I colori dell’idrogeno
L’idrogeno non ha alcun colore, ma viene definito con vari colori (convenzionali) per rappresentarne la fonte. L’idrogeno nero o grigio è quello ricavato dagli idrocarburi, con emissione di grandi quantità di CO2; l’idrogeno blu è quello estratto dal gas metano, catturando la CO2 emessa dal processo; l’idrogeno rosa o viola è ricavato con elettricità di fonte nucleare (senza emissione di CO2); l’idrogeno verde è quello ricavato con elettricità di fonte rinnovabile o da idrocarburi non fossili, come il biogas o la biomassa.
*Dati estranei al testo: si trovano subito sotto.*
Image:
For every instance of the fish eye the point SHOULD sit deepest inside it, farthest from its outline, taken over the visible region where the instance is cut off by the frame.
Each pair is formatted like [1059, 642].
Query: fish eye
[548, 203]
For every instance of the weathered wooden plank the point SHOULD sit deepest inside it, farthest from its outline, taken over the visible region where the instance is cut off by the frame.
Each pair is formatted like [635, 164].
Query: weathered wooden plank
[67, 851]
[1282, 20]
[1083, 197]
Alcune associazioni ecologiste esigono che venga definito sostenibile solamente l’idrogeno ottenuto da fonti elettriche rinnovabili, escludendo dalla tassonomia (e dagli investimenti) tutte le altre tecnologie come il nucleare o il biogas.
Le aziende produttrici
Secondo le aziende elettriche, la tassonomia europea deve comprendere anche l’idrogeno ricavato con elettricità a basse emissioni di carbonio.
La lettera è stata firmata, oltreché da Acciona, da Vakuo, Altenex Energy, Applied Materials, BaiWa, Bird&Bird, Edp, Enapter, Enel Green Power, European Energy, Everoze, First Solar, Fronius, Gcl, Orsted, Iberdrola, Renergy, Renewble Hydrogen Coalition, Sma, Smartenergy, Solar Power Europe, Soltec, Sunfire.
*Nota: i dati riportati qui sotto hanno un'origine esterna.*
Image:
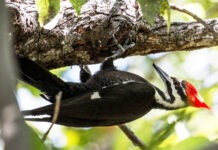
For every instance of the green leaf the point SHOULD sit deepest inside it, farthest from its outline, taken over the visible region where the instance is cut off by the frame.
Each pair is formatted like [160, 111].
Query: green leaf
[35, 140]
[47, 10]
[77, 4]
[152, 8]
[193, 143]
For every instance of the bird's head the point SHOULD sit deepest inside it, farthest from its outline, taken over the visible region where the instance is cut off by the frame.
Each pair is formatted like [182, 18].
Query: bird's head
[180, 92]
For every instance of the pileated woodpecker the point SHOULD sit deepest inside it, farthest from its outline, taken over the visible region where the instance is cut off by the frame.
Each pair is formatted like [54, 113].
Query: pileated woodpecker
[109, 97]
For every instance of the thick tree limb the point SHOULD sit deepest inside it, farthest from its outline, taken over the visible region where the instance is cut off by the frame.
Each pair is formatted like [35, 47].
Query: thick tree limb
[13, 131]
[88, 38]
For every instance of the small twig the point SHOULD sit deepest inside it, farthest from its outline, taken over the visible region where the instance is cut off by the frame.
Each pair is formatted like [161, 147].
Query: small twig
[198, 19]
[55, 116]
[130, 134]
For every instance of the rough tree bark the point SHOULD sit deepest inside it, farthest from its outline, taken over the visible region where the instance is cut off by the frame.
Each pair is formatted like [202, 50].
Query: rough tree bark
[88, 38]
[13, 132]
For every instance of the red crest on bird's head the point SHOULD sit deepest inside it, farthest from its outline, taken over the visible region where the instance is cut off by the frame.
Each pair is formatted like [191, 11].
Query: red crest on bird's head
[194, 99]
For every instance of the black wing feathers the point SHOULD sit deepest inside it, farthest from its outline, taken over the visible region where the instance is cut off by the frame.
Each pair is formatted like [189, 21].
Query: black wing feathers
[117, 104]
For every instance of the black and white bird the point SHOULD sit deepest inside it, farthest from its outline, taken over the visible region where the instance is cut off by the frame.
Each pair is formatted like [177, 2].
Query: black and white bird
[109, 97]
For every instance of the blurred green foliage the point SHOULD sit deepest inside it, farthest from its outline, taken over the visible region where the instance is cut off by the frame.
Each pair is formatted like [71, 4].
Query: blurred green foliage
[184, 129]
[47, 10]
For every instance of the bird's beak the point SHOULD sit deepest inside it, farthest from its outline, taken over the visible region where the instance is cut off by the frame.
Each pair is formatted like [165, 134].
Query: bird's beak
[164, 76]
[198, 101]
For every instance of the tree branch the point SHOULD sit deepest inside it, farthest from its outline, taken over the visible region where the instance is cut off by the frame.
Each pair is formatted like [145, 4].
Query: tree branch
[88, 38]
[12, 127]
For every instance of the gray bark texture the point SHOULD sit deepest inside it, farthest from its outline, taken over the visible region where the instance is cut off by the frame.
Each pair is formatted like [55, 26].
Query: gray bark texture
[88, 38]
[12, 127]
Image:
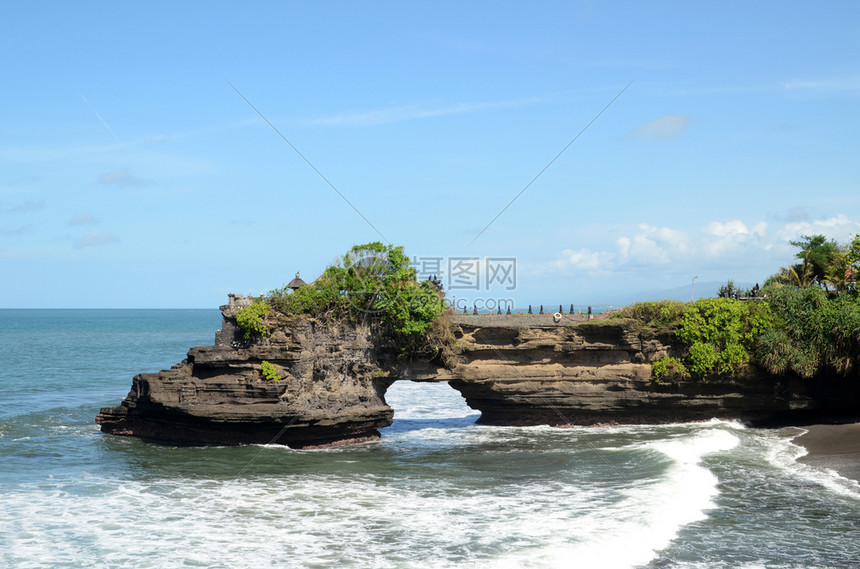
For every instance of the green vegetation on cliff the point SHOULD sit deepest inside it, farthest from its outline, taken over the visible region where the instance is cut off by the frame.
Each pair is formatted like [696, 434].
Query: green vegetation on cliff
[370, 282]
[806, 321]
[718, 334]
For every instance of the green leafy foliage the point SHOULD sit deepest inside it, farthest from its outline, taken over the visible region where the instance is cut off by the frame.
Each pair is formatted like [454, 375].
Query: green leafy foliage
[814, 332]
[269, 371]
[668, 368]
[251, 319]
[371, 281]
[720, 333]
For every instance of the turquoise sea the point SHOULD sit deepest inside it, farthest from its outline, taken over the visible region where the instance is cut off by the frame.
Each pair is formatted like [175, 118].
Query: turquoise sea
[436, 491]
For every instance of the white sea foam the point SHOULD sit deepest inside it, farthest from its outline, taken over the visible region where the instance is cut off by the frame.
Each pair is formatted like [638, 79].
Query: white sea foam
[630, 532]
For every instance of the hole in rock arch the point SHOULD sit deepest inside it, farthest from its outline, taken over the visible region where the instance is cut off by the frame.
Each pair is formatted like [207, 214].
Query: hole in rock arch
[427, 405]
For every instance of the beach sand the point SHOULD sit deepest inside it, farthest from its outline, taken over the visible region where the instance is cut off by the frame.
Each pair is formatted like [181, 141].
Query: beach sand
[836, 447]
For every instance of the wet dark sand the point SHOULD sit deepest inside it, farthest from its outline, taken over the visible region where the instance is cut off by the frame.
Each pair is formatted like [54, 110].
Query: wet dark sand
[833, 446]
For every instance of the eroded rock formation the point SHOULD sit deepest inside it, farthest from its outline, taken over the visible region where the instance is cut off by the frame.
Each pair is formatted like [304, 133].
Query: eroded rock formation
[514, 369]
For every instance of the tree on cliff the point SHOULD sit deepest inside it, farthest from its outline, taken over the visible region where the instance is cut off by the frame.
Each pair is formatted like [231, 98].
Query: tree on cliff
[373, 281]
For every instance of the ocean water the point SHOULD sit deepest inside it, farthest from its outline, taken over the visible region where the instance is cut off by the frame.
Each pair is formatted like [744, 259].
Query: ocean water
[436, 491]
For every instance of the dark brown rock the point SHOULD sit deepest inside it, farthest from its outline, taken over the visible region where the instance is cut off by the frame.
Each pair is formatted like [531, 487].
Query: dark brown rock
[519, 369]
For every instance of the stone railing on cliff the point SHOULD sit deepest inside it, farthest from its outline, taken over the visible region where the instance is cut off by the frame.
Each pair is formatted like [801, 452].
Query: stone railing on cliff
[520, 369]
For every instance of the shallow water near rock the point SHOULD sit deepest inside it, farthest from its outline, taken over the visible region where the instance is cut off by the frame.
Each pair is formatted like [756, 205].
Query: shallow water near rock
[436, 491]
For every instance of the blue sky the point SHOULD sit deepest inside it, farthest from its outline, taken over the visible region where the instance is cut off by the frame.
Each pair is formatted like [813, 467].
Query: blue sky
[133, 175]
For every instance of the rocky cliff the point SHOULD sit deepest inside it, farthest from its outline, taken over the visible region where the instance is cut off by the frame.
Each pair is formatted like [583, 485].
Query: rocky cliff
[514, 369]
[330, 389]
La lettera a sostegno dell’idrogeno
Nella lettera, le aziende indicano che “Le proposte iniziali presentate dalla Commissione europea sono in linea con la leadership e l'ambizione necessarie per affrontare il cambiamento climatico e garantire che l'idrogeno rinnovabile prodotto con il 100% di elettricità rinnovabile possa beneficiare di un'adeguata priorità per quanto riguarda i futuri investimenti europei pubblici e privati; diventare competitiva in termini di costi con la produzione di idrogeno convenzionale anche prima del 2025; garantire che la futura economia dell'idrogeno Ue raggiunga i più elevati standard di sostenibilità, rendendo l'Europa un vero leader industriale nelle tecnologie energetiche pulite”. Scrivono le imprese energetiche che il criterio attualmente proposto di 2,256 chili di CO2 emessa per ogni chilo di idrogeno prodotto “impedisce in gran parte il dibattito normativo che dovrebbe svolgere rispetto al framework Ue sull’idrogeno e metta a repentaglio l’ambizione di leadership dell’UE”. Infatti, l’idrogeno prodotto dall’elettrolisi alimentata dalla rete elettrica francese (nucleare) o dei paesi nordici (idroelettrica) ha un’impronta di carbonio di 3 chili di CO2 per ogni chilo di idrogeno prodotto, e non si qualificherebbe per ricevere investimenti neppure l’idrogeno prodotto a partire dal fotovoltaico, che si colloca fra i 3 e i 3,2 chili di CO2 per chilo di idrogeno.